By all accounts, it appears that the deceased, himself a trained and a quite remarkable journalist by Ghanaian standards, and the holder of the MBA degree from the UK, delighted in using the media spotlight to showcase his new-found power to make life unpleasant for these economically marginalized bona fide Ghanaian citizens, for the most part, who were trying to eke a fairly decent living by engaging in this most dangerous and environmentally destructive of trades. I partly grew up at Akyem-Asiakwa, and so I am fully aware of the extreme dangers that life as a Galamsey prospector or winner entails.

Many times while growing up, I came dangerously close to being swallowed by a disused mine pit on my late uncle’s farm. Many of you knew my eldest maternal uncle as the Rev. Lt.-Col. H. H. Sintim-Aboagye, of the 37th Military Hospital and later a Chief Superintendent of Police (CSP) at the Accra Police Hospital. A World War II veteran and a trained nurse-pharmacist, my uncle owned a farm at the foot of the Atiwa-Atweredu Hills where until the 1890s gold was reportedly mined with a vengeance.

To be certain, while I was growing up, and long before Galamsey activities became riotously rampant the way they are today, from time to time, local news reports would reach us about the fatal fall of some residents who had gone gold-winning in some of these abandoned ancient mine shafts.

Mr. Ebo Quansah, whose tribute to his friend Mr. John Owusu inspired this column, painfully, albeit frankly, notes that the dead man was fond of throwing out invitations to the Chronicle’s editor urging him to accompany the Anglo-Gold Communications Director and afford him media publicity whenever Mr.
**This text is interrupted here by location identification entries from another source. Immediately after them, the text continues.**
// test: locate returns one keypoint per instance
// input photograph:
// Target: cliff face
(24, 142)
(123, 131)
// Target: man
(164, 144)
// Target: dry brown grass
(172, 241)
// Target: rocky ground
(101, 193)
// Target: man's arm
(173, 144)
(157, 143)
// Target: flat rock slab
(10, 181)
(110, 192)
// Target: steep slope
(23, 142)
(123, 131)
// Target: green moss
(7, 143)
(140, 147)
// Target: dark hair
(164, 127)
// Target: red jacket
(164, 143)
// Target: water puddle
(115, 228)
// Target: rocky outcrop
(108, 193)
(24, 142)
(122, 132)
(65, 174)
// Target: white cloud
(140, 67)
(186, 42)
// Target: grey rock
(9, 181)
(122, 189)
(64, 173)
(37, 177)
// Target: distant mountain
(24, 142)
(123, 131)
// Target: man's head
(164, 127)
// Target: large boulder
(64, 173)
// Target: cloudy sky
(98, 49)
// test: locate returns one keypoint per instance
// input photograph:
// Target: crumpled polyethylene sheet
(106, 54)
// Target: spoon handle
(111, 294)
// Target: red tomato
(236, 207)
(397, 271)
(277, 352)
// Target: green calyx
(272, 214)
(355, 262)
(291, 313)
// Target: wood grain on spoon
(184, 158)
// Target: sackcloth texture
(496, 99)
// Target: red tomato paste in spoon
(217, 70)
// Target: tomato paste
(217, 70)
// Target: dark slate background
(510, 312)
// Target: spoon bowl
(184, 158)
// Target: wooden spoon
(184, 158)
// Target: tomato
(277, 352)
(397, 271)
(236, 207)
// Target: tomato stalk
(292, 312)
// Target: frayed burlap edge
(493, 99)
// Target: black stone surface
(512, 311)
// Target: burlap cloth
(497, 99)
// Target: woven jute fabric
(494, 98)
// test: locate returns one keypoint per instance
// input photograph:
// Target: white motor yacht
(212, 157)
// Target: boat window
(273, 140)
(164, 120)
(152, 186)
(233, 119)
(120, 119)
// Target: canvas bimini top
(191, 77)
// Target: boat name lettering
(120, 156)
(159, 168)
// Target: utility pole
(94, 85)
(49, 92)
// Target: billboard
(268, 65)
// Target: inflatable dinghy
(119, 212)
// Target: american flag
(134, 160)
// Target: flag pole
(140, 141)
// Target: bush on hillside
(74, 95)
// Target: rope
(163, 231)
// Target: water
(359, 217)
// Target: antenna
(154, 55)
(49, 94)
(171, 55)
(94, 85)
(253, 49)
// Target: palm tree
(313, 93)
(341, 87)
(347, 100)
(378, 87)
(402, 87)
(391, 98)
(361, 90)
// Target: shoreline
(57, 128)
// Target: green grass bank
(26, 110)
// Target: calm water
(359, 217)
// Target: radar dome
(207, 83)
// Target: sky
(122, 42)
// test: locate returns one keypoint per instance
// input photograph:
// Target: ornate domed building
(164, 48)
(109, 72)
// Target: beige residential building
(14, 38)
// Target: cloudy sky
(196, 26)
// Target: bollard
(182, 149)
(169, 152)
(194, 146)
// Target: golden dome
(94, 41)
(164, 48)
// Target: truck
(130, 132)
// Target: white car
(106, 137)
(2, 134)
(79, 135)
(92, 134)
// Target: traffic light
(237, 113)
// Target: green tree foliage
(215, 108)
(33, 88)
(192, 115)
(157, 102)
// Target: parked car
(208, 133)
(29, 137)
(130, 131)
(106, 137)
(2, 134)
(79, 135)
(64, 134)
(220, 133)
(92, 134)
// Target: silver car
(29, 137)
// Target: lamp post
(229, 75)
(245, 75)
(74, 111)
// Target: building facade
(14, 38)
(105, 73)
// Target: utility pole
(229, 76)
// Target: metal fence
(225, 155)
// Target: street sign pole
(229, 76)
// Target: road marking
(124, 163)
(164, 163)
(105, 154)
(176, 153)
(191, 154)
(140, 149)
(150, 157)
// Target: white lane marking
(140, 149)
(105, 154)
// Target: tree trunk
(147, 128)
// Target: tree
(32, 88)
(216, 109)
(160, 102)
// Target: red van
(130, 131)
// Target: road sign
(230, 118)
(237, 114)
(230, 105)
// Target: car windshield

Owusu was poised to embarking on an operational sweep against these Galamsey miners, disdainfully characterized as a nuisance to “legitimate” multinational corporate predators such as the company that he worked for, formerly called the Ashanti Goldfields Corporation.

I was at the place once or twice during the 1980s as a regularly featured performance-poet with Anokyekrom of the Ghana National Cultural Center. On both occasions, aboard the Center’s Neo-Plan bus was the original Agya Koo Nimo, Mr. Daniel Kwabena Amponsah, renowned musicologist and British-trained lab technician at the Kwame Nkrumah University of Science and Technology (KNUST) and his Adadam Agofomma (Players) Group. I have never been to South Africa, but from what I had then read from the history books and borne witness to on the nightly news, the Anglo-Gold campus strikingly recalled the segregated residential arrangement of the Apartheid era.

The Senior Staff Club House in whose regal and capacious auditorium we performed, was strikingly and futuristically removed from the junior, largely African, quarter by light years. And so one can clearly see and understand how and why Mr. Owusu came to smugly buy into the neocolonialist culture at whose high-end he found himself as a quintessential “Afropean” who needed to regally and imperiously amble around and throw his new-found leaden weight about and his giant feet on the necks of the Galamsey squatters.

Fundamentally speaking, however, I recognize absolutely no difference between corporate predators like Anglo-Gold Ashanti, Newmont and the Galamsey winners. Whatever may be envisaged to be the “legitimate” landed concessions owned by these vampiric multinational establishments, do not make the latter any less environmentally destructive than their decidedly marginal Galamsey counterparts. Recently, we have even learned that there actually exists a symbiotic or mutually beneficial operational arrangement between these “legitimate” transnational predators and their local “parasitic” and “illegal” Galamsey counterparts that we had never before been made aware of.

Well, as fate would have it, Mr. Owusu had been run over by the very vehicle into which he had packed himself and a handful of corporate vigilantes to rough up some Galamsey squatters on some Anglo-Gold Ashanti concessions. In the heat of a seismic backlash from some rattled Galamsey operatives, we are told, Mr. Owusu had made a dash for his corporate vehicle at just about the same moment that the besieged driver of the vehicle was backing up and rearing to escape the wrath of the Galamseyers and gotten mercilessly crushed. A tragic death, indeed, but also a word to the wise, nevertheless.